MIDI data, usually in the form of packets or distinct bundles of a number of bytes, was developed to overcome the large data and fast timing requirements of digitizing the audio music itself and sending that data to a remote site for recreation of the music itself. Instead of digitizing the audio itself, the industry developed MIDI (the protocol) to carry the data necessary to activate sounds, various controllers, and to provide other information. In this way relatively small bundles of MIDI data efficiently carry enough information to represent extensive music files. However, in order to reproduce the music, the MIDI data must be used in conjunction with a sequencer and a synthesizer. Herein a sequencer is defined as a computer and memory arranged to store in parallel a plurality of streaming (substantially continuous) time sequences of MIDI data, and a synthesizer is any device that accepts MIDI data and produces sounds therefrom or accepts inputs from an instrument and produces MIDI data therefrom--the sequencer is, in effect, a computer and memory configured as a multi-track tape recorder. Computer storage of MIDI data has the advantage that the stored data can be edited and/or manipulated as desired.
The use of MIDI data is growing in popularity for the serious musicians, the hobbyist, teachers and students, and for the multi-media. The Internet provides a means for transferring MIDI data between and among people for collaboration and sharing of resources and knowledge, but such transferring can be used over any communications network suitable for transmitting digital signals. Herein communications network is defined as any electronic/optical link network suitable for sending and receiving digitized data.
A limitation of the process by which MIDI data is transferred over the Internet between people is the necessity for each musician to create MIDI data via a synthesizer and send the data serially to a computer system that stores that data in formats and locations that are not conducive to interactive music collaboration. Too much time is spent on the technical details of sending and receiving and too little on the collaborative generation of music. Typically, users would have a computer, a synthesizer/instrument with resident sequencer software that eventually stores MIDI data in the computer memory, Internet access hardware and software, and a browser or other such graphical user interface (GUI) that allows the user to view the Internet or World Wide Web (WWW). In a typical operation, the locally generated MIDI data is stored in local memory or it may be sent directly via the Internet. For the transference of MIDI data over the Internet, a file transfer protocol (FTP), e-mail, or the like may be used. To send data, as just described, the user must be familiar with each of the different hardware and software modules.
Synthesizer/sequencers are often difficult to use and/or manipulate. Moreover, each synthesizer/sequencer operates differently from each other. The MIDI data resides in proprietary formatted files, although the MIDI data itself is in universal protocol, on-board sound and timbre software editing is not standard. Since these differences must be specifically handled in an ad hoc manner such non-compatible items limit the present use of the Internet for music collaboration.
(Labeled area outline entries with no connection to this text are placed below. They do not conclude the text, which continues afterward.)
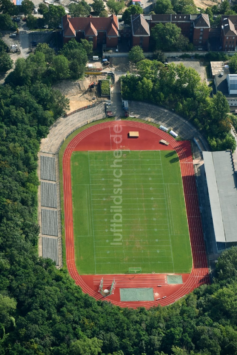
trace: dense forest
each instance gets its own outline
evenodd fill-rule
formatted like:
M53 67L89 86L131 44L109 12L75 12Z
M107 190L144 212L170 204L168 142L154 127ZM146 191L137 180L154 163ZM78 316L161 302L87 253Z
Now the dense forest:
M182 63L165 65L149 59L136 66L138 75L128 73L121 77L123 99L173 108L203 133L212 150L235 149L230 133L232 116L228 115L226 98L220 91L210 97L211 88L201 82L194 69Z
M82 293L66 269L39 258L37 152L41 139L68 104L51 86L54 58L48 48L40 47L18 60L0 87L0 354L237 354L237 248L222 253L211 285L149 310L97 301ZM184 90L181 77L177 95ZM144 92L151 95L154 81L137 80L138 92L146 83ZM169 91L177 99L173 77L165 80L165 90L161 81L155 84L161 89L158 102L171 100ZM135 80L132 77L131 85ZM203 84L198 78L195 82L186 86L194 98L181 101L184 112L196 105L195 88ZM209 99L205 89L200 106Z

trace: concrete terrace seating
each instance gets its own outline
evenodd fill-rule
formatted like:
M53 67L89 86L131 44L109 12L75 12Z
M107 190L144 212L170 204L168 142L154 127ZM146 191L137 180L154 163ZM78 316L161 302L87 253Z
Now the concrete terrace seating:
M198 149L198 147L193 140L192 141L192 148L194 158L194 159L201 159L201 154L200 153L200 151Z
M208 223L208 217L206 208L205 196L203 188L203 184L202 181L201 176L200 170L200 164L196 164L195 165L195 177L198 188L198 196L199 198L199 206L201 206L201 218L203 231L205 233L206 246L208 254L212 254L213 250L212 244L210 240L210 230Z
M40 167L41 176L42 180L56 181L55 158L41 155Z
M58 266L58 245L56 238L42 237L42 251L43 258L52 259Z
M139 118L154 119L156 123L168 128L171 127L184 139L191 139L198 134L196 129L189 122L171 111L155 105L138 101L129 101L129 105L130 115Z
M41 182L41 206L57 208L57 186L52 182Z
M46 138L42 140L41 150L43 152L55 154L58 151L64 138L68 137L75 130L84 124L87 121L95 121L105 116L104 104L83 111L76 112L67 117L61 117L53 125L49 133Z
M58 236L58 211L41 208L42 234Z

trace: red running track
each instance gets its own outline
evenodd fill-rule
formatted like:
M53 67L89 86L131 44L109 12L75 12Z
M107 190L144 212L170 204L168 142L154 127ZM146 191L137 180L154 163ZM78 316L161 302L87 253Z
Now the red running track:
M122 135L123 146L129 147L130 150L174 150L177 153L183 180L193 256L193 267L190 274L182 274L183 283L181 285L168 285L167 275L165 274L103 275L104 286L111 286L114 278L116 283L114 294L104 299L98 292L102 275L80 275L76 267L70 159L72 153L75 151L109 151L121 148L121 144L114 142L112 136L115 134L113 129L116 125L122 126L122 131L120 134ZM139 131L139 138L129 138L128 133L130 131ZM169 142L168 147L159 143L159 141L162 138ZM104 122L85 129L72 140L64 154L63 168L67 266L71 276L84 293L88 293L96 300L105 299L120 307L136 308L142 306L149 308L159 304L161 306L170 304L195 288L203 284L210 283L191 147L189 141L177 142L168 133L144 123L131 121ZM157 285L161 285L162 287L158 288ZM154 301L121 302L119 288L123 287L152 287L154 293L157 293L158 294L154 296ZM166 297L162 299L164 296ZM160 298L161 299L156 301L156 298Z

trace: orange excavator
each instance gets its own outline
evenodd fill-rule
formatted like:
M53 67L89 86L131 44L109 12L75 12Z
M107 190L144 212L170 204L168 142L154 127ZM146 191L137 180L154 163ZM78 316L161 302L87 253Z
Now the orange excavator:
M97 85L97 82L96 81L92 81L91 84L89 85L89 87L88 88L90 89L93 89Z

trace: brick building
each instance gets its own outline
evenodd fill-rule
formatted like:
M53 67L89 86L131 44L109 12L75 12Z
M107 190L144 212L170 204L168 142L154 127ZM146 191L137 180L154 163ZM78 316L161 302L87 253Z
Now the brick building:
M74 38L93 42L93 49L98 44L106 44L107 47L118 45L119 25L115 15L108 17L93 17L91 15L87 17L71 17L65 15L62 18L62 27L64 43Z
M208 15L206 14L131 15L131 21L133 27L133 45L140 45L145 51L148 50L150 29L157 23L168 22L174 23L179 27L182 34L187 37L194 45L203 48L208 47L210 25Z
M145 51L148 50L150 29L148 23L142 15L131 15L133 47L139 45Z
M237 15L221 16L221 43L222 50L235 50L237 39Z

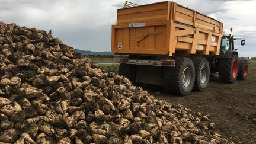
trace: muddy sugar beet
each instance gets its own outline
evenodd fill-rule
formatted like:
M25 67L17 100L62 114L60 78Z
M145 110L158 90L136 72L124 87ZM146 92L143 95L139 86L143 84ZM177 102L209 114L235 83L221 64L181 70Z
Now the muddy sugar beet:
M51 31L0 22L0 143L232 143Z

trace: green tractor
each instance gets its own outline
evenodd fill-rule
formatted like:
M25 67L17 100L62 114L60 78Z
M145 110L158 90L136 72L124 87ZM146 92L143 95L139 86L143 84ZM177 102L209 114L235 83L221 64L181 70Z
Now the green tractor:
M246 79L248 66L247 59L238 57L237 49L235 48L234 41L241 40L241 45L244 46L244 38L235 38L230 34L225 34L222 39L220 55L216 57L209 57L207 60L211 67L211 74L219 72L219 79L227 83L234 83L236 79Z

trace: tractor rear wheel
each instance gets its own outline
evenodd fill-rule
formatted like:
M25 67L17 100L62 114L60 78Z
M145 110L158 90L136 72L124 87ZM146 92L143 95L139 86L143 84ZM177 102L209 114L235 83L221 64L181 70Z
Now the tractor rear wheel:
M248 72L248 65L245 58L239 58L238 79L245 81Z
M120 63L119 65L119 74L127 77L133 84L135 82L135 67L136 65Z
M193 57L191 60L195 66L195 82L193 89L204 91L208 85L210 78L210 66L206 59Z
M167 91L181 95L189 94L194 87L195 69L187 57L175 58L174 67L164 67L162 85Z
M231 59L223 59L219 65L219 79L224 82L234 83L238 73L238 55L233 53Z

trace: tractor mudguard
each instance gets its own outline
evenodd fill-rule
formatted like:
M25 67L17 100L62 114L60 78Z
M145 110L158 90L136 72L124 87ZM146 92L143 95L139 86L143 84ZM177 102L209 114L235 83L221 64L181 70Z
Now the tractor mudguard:
M238 56L238 52L236 50L228 50L226 52L224 56L218 56L217 59L231 59L233 53L235 53Z

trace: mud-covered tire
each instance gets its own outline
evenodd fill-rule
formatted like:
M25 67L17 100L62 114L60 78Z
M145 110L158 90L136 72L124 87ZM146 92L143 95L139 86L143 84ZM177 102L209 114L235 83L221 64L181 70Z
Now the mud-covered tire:
M248 65L246 58L239 59L239 70L237 79L241 81L245 81L248 75Z
M191 58L195 66L195 82L193 90L204 91L208 85L210 78L210 66L205 58Z
M232 54L231 59L221 60L218 66L220 80L223 82L234 83L238 75L238 57L235 53Z
M187 77L184 77L184 73L188 73ZM190 73L190 76L188 73ZM187 81L184 81L187 79L186 78L188 79ZM164 68L162 78L162 85L168 92L179 95L188 95L194 87L194 63L191 59L187 57L175 58L174 67Z
M135 67L134 65L120 63L119 75L127 77L132 83L135 82Z

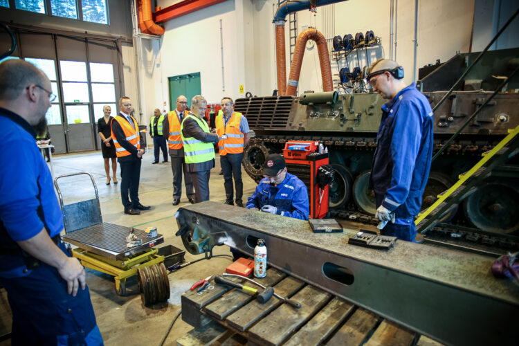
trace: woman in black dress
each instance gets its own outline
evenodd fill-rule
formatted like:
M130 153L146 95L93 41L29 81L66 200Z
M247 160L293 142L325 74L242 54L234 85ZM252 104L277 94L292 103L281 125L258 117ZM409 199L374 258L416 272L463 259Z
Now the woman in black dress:
M110 158L111 158L111 167L113 172L113 183L118 183L116 177L117 172L117 161L116 161L116 146L113 145L113 140L111 139L111 122L113 118L110 116L111 108L110 106L105 105L102 107L102 111L104 116L98 120L98 132L101 137L101 152L102 157L104 158L104 171L107 172L107 185L110 185Z

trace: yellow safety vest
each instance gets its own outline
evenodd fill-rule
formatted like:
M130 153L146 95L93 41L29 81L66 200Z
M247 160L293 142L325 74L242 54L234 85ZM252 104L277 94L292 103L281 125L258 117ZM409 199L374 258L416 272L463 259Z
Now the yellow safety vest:
M180 127L180 133L182 136L182 143L184 145L184 159L186 163L200 163L215 158L215 147L212 143L206 143L199 140L194 137L184 137L182 131L184 129L184 122L188 118L194 119L199 126L204 131L209 133L209 126L207 122L199 119L195 116L189 113L184 117L182 125Z
M227 139L218 142L218 148L220 150L220 156L227 154L240 154L244 152L244 134L239 131L239 124L242 122L241 113L233 111L230 115L230 119L227 122L227 125L224 125L224 112L218 111L215 122L217 127L218 136L225 134Z

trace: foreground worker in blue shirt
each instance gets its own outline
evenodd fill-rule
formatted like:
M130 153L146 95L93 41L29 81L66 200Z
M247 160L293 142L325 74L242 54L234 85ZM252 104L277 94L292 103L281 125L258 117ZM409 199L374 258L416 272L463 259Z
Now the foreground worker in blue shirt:
M415 84L406 86L403 78L402 66L387 59L367 70L373 90L390 100L382 107L370 183L381 233L412 242L432 156L432 110Z
M0 284L12 311L12 344L102 345L85 272L61 240L63 215L36 132L55 98L44 73L0 64ZM32 127L35 127L36 131Z
M304 183L287 173L283 156L273 154L263 166L264 176L248 197L246 208L308 220L308 190Z

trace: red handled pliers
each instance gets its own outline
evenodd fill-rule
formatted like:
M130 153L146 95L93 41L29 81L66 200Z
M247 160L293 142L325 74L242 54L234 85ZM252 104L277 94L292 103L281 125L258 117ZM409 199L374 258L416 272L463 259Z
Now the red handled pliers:
M197 291L200 292L201 291L203 291L203 289L209 284L209 282L211 280L213 276L214 275L209 275L205 279L201 280L198 282L195 282L194 284L193 284L193 286L191 286L191 291L194 290L199 286L200 286L201 287Z

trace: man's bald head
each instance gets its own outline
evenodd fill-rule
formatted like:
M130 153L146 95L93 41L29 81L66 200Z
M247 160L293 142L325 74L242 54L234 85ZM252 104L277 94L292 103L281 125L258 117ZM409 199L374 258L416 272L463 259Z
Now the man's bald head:
M11 102L17 99L31 84L45 88L48 84L45 73L25 60L10 59L0 64L0 100Z

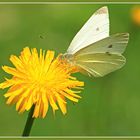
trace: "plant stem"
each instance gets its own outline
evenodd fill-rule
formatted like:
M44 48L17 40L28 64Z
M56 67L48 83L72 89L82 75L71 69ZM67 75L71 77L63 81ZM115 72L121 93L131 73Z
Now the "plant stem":
M33 112L34 112L34 108L35 108L35 106L33 105L30 109L22 136L29 136L30 135L30 131L31 131L31 128L32 128L32 125L34 122L34 118L32 117Z

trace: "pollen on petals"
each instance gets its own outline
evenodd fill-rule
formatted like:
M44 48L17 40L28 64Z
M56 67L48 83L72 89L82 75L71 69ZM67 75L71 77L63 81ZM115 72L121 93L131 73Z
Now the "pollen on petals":
M5 78L0 88L8 88L4 94L7 104L16 104L19 113L28 111L34 105L33 117L44 118L51 106L53 112L58 110L66 114L67 99L78 102L81 98L77 91L84 86L71 73L77 72L75 67L54 58L54 51L39 53L36 48L24 48L19 57L11 55L14 67L3 66L2 69L12 75ZM75 89L75 90L74 90Z

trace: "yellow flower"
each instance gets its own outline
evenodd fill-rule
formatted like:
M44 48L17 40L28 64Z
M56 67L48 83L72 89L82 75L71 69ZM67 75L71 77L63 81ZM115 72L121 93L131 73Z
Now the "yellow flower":
M132 20L136 25L140 26L140 6L135 6L132 9Z
M65 63L58 56L54 59L54 52L40 49L40 54L34 48L30 51L24 48L19 57L12 55L10 61L15 68L3 66L3 70L12 75L11 79L5 78L0 88L10 87L4 95L7 104L15 104L19 113L30 110L35 106L33 117L44 118L49 105L53 112L60 107L63 114L67 112L66 99L78 102L80 89L83 82L70 76L76 69Z

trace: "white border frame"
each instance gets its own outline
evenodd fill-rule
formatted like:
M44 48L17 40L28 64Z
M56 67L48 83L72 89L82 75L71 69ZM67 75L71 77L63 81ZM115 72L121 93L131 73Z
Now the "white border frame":
M0 2L0 5L86 5L86 4L140 4L139 2ZM140 136L0 136L0 139L140 139Z

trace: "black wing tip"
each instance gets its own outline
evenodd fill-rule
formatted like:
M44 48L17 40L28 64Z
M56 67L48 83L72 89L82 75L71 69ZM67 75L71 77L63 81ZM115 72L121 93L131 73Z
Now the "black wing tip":
M96 14L108 14L108 7L103 6L103 7L99 8L95 13Z

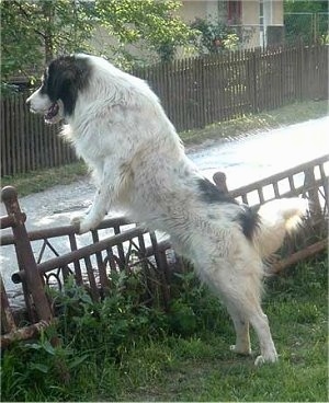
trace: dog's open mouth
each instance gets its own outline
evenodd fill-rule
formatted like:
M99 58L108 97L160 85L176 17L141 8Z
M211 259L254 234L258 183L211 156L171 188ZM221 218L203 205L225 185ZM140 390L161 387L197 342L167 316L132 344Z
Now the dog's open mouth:
M56 117L58 115L59 112L59 105L57 102L54 102L54 104L50 105L50 107L48 108L48 111L45 114L45 122L46 123L54 123L54 120L57 120Z

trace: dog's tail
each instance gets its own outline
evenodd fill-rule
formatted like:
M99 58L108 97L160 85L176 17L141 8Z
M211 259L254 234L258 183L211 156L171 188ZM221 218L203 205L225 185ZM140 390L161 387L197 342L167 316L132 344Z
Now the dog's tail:
M262 258L279 250L286 233L297 230L307 210L308 202L297 197L275 199L260 207L253 244Z

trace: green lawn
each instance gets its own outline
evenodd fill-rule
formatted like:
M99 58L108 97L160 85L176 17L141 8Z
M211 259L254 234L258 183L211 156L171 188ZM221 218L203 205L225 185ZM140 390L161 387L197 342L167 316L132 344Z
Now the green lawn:
M2 400L327 402L327 281L325 255L266 280L263 306L280 361L261 367L253 366L253 357L228 349L227 313L191 275L169 315L131 310L131 292L114 292L101 308L71 291L61 348L44 337L2 356Z

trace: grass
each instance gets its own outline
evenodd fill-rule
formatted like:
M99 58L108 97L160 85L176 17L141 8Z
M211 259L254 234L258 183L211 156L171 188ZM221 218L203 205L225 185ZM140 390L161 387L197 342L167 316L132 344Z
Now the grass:
M308 101L294 103L274 111L257 115L246 115L229 122L220 122L205 127L180 133L185 146L202 143L205 140L232 138L243 134L266 130L283 125L295 124L328 114L328 101ZM34 171L27 174L2 177L1 186L15 186L20 197L45 191L55 185L69 184L87 174L83 162L60 168Z
M254 334L253 357L229 352L227 313L191 274L173 288L181 309L169 315L136 311L134 292L114 292L100 308L71 290L61 347L44 335L4 352L2 400L327 402L327 263L324 254L268 279L263 306L280 361L262 367L253 366ZM186 312L196 322L178 329L172 318L186 324Z

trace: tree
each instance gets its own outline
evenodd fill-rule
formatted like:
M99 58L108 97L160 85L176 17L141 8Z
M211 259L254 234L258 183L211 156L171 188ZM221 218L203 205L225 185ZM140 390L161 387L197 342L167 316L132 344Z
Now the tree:
M194 33L175 15L179 7L178 0L3 0L2 77L29 74L59 54L97 53L90 39L100 27L115 39L102 49L105 56L132 59L125 45L144 43L160 60L170 60Z
M195 19L191 27L200 33L194 41L201 55L234 50L242 42L234 27L216 20Z
M328 1L284 0L285 39L328 43Z

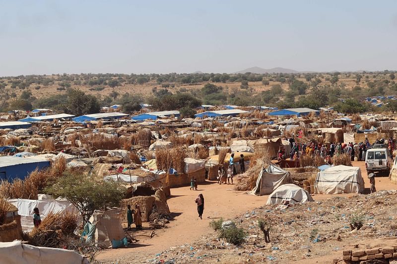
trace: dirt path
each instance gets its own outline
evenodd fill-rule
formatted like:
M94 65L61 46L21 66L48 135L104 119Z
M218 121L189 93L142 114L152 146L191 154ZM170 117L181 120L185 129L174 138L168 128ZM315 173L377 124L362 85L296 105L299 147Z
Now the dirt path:
M360 167L366 188L369 188L365 163L353 162L353 165ZM199 185L198 191L191 191L189 187L171 189L172 196L167 202L174 219L167 225L167 228L156 230L156 235L151 239L139 235L148 235L151 230L135 232L134 235L137 235L136 238L139 240L138 242L128 248L105 250L98 256L97 260L106 262L119 261L119 263L128 263L125 261L126 259L131 263L136 263L145 257L152 256L154 258L155 254L167 249L190 243L196 238L212 232L208 224L213 219L230 218L265 204L267 196L248 195L245 192L233 190L234 186L207 182L204 185ZM377 177L376 187L378 190L397 189L397 185L392 184L387 176ZM202 220L198 217L194 202L199 193L202 193L205 201ZM316 201L352 195L314 195L313 199ZM143 226L144 228L148 225L143 223Z

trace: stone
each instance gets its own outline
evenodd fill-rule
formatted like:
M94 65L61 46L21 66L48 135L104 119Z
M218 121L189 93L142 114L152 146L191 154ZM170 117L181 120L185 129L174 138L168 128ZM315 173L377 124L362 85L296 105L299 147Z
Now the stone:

FIG. 1 shows a typical system for transferring music information, usually MIDI files. A synthesizer 2 is connected via a serial port to a computer system 4. There is a corresponding remote system with a synthesizer 2' connected to a computer system 4'. Each of the computer systems has Internet access often via a web browser that provides a graphical user interface (GUI). The computer systems have some kind of file transfer application 6 and 6', e.g. hypertext transfer protocol (HTTP). A musician at each of the two sites (remote from each other) may play and the synthesizers create MIDI data streams. The streams are input to the local computer systems which will store the MIDI data in various formats, which are not standardized, that can be transferred later over the Internet. Each musician can transfer the MIDI file to the other for subsequent playing. However the receiving musicians usually can play the music only after the received formats have been deciphered and/or modified for playing on the local synthesizer. The individuals must combine the locally stored files with the altered received files which are then combined for playing. Timing must be addressed in order in the above example, but the above scenario is not an interactive process conducive to real time interactive music collaboration. That is the musicians cannot play together as if in the same room.
It is an object of the present invention to provide a software tool embedded within a browser that allows sending, receiving, editing, and/or playing locally or remotely of multi-tracks of MIDI data.
It is yet another object of the present invention to provide means for real-time music collaboration over a communication network.
Another object of the present invention is to provide means for two or more remote musicians to play together as if they were playing physically at the same location.
It is another object of the present invention to provide means for musicians to access MIDI data files in remote locations for use in creating new MIDI data files.
It is yet another object of the present invention to provide means to transfer MIDI data packets embedded within transfer control protocol (TCP) packets.
It is still another object of the present invention to provide an embedded MIDI tool within a browser that handles all MIDI data transactions between the browser, the local and remote computer systems, and the local and remote synthesizers.
It is another object of the present invention to provide a single universal tool for handling MIDI data over communications networks.